The ruling, issued in Burlington, is one of three identical cases that will be heard. The other two cases, currently pending, will take place in California and Rhode Island. The ruling allows Vermont to go forward with enacting the California Clean Car (Pavley) Standards, pending EPA approval.

“This decision should put the nail in the coffin of the failed arguments of the auto industry,” said David Bookbinder, the Sierra Club’s chief climate counsel in a statement following the ruling. “In this trial they used every tired argument about safety, job losses, lack of technology, and doubts about the science of global warming that they had - the same things they have been saying to the public and to Congress for decades.

“We have long known these arguments were not true and Judge Sessions’ ruling indicates that he did not believe them either,” he added. “Sessions’ ruling is rock solid and based squarely on the facts - setting up a difficult legal situation for the automakers should they appeal this case.”

The case will be presided by U.S. District Judge Anthony Ishii (Fresno, California), who has scheduled a hearing on October 22.

These standards, adopted by California and 11 other states, require automobile manufacturers to reduce GHG emissions by 30 percent by 2016.

The U.S. Environmental Protection Agency (EPA) is still reviewing the California regulation which would apply in all 12 states. Governor Schwarzenegger says if the EPA does not approve it by October 25, his state may take the agency to court.

Sessions rejected the auto manufacturers arguments that the regulations were not feasible, were expensive and that they would be unable to sell many of their vehicles in Vermont, a point raised by General Motors and DaimlerChrysler during the trial held last April.

The judge clearly stated that the state legislation that sets fuel economy standards does not impinge on federal legislation that allows the National Highway and Transportation Safety Administration from setting such standards.

The auto industry argued that the sole means of reducing CO2 emissions from vehicles is by improving fuel economy. Citing the recent U.S. Supreme Court ruling, Massachusetts v. EPA decision, Sessions stated that the EPA, under the Clean Air Act (CAA), has the ability to regulate GHG.

The CAA, added Sessions, grants California the right to establish separate emissions limits, albeit those approved by the EPA; and that the state’s CO2 emissions standards cannot be labeled as hidden fuel economy standards.

Sessions questioned the automakers contention that they would not be able to meet the goals that the California legislation requires be met by 2016.

During the trial, they stated that the legislation, which requires averages of 43.7 miles-per-gallon (MPG) for cars and 26.9 MPG for light-trucks and SUVs, were not attainable.

In particular, DaimlerChrysler and GM noted that they do not possess the ­technology to make such rapid mileage improvements.

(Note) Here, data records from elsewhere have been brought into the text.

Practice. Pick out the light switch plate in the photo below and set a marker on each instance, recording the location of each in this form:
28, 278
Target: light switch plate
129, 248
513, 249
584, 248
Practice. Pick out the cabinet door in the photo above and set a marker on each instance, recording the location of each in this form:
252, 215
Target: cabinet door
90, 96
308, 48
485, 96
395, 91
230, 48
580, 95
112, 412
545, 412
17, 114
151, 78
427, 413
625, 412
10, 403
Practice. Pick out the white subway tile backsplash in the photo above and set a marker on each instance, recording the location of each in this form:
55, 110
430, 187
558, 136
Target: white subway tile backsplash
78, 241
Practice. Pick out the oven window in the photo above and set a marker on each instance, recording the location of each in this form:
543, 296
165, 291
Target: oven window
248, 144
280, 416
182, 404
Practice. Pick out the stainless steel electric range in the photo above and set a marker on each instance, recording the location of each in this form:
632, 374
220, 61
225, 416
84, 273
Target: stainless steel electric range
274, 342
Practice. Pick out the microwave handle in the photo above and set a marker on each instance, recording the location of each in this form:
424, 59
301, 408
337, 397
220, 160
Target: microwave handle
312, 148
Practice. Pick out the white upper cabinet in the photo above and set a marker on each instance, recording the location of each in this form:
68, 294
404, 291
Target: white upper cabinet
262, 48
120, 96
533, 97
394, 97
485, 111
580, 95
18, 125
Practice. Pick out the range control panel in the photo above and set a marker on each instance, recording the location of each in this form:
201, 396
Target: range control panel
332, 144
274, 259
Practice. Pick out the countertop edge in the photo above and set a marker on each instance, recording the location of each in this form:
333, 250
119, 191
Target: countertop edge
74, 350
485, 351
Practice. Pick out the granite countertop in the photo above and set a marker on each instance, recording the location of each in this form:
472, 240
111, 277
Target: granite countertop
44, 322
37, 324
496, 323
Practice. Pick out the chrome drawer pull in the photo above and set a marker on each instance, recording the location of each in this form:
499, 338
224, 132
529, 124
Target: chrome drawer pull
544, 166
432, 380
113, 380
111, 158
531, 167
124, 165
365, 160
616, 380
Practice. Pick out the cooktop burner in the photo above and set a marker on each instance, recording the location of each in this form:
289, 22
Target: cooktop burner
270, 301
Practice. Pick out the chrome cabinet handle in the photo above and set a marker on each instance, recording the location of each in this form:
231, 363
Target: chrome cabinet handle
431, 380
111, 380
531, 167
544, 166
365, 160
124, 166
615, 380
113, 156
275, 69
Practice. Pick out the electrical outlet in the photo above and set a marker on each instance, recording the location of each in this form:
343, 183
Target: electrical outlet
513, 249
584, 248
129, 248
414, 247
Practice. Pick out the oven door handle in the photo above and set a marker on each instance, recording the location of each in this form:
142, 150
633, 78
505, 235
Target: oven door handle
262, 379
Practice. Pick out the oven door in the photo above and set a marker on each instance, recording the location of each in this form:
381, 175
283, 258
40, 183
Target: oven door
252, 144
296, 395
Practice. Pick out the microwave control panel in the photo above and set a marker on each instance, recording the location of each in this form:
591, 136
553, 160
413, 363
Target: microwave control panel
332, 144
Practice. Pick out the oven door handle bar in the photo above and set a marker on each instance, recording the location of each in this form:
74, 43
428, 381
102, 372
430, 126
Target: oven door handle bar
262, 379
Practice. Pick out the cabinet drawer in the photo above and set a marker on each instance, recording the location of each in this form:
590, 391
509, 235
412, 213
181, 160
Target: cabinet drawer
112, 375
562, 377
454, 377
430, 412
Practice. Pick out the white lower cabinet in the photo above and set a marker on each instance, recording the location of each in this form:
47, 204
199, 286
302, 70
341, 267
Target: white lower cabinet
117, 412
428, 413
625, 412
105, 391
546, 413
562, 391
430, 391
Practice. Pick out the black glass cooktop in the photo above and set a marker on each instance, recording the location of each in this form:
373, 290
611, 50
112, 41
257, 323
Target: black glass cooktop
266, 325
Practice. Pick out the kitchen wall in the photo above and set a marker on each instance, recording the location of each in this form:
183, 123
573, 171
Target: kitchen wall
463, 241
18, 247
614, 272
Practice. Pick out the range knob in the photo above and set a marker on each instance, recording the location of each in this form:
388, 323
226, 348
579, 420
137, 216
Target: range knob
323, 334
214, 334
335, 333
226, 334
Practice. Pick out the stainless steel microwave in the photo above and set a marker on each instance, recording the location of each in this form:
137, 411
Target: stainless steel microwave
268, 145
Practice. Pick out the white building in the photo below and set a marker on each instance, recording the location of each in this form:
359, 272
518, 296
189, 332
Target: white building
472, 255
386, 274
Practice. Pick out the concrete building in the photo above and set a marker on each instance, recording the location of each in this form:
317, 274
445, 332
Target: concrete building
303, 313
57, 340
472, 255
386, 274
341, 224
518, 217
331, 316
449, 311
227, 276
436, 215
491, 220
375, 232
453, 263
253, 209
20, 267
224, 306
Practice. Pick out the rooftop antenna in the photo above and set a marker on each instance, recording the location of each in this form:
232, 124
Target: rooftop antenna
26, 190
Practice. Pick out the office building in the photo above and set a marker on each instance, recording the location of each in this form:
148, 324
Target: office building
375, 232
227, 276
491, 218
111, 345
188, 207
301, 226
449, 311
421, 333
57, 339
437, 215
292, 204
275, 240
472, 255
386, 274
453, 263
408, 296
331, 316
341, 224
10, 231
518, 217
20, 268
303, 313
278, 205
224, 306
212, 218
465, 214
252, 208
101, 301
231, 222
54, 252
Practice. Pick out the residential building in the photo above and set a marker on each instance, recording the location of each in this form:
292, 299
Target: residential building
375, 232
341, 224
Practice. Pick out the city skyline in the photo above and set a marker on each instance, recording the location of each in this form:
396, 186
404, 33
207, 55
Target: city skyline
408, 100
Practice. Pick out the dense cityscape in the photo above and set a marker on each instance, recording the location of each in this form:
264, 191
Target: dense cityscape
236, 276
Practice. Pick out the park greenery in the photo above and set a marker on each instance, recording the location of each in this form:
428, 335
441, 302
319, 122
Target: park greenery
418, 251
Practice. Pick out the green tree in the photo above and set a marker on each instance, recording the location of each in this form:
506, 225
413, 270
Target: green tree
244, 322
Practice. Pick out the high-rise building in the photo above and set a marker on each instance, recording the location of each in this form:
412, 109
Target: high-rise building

Responding to the ruling, Dave McCurdy, the president and CEO of the Alliance of Automobile Manufacturers issued the following statement:

“Federal law is designed to ensure a consistent fuel economy program across the country. ­It makes sense that only the federal government can regulate fuel economy. Automakers support improving fuel economy standards nationally, rather than piecemeal and will continue to work with the Congress, NHTSA and EPA to reduce our oil dependence while increasing fuel economy.

“Concerning EPA’s decision on whether to grant the requested waiver,” he adds, “the Alliance remains committed to working with policymakers to make certain that the EPA’s judgment is based on credible, sound scientific data as to what policies truly impact California, its citizens and global climate concerns. The Alliance will continue studying the decision and considering the options, including an appeal.”

The case will likely be heard by the U.S. Supreme Court as there is a possibility of three separate U.S. District Court rulings.

The issue could become moot if the House and Senate ratify similar or even stronger standards via the Energy Bill, legislation that may have been passed in September (prior to press) and sent to President George W. Bush for signature.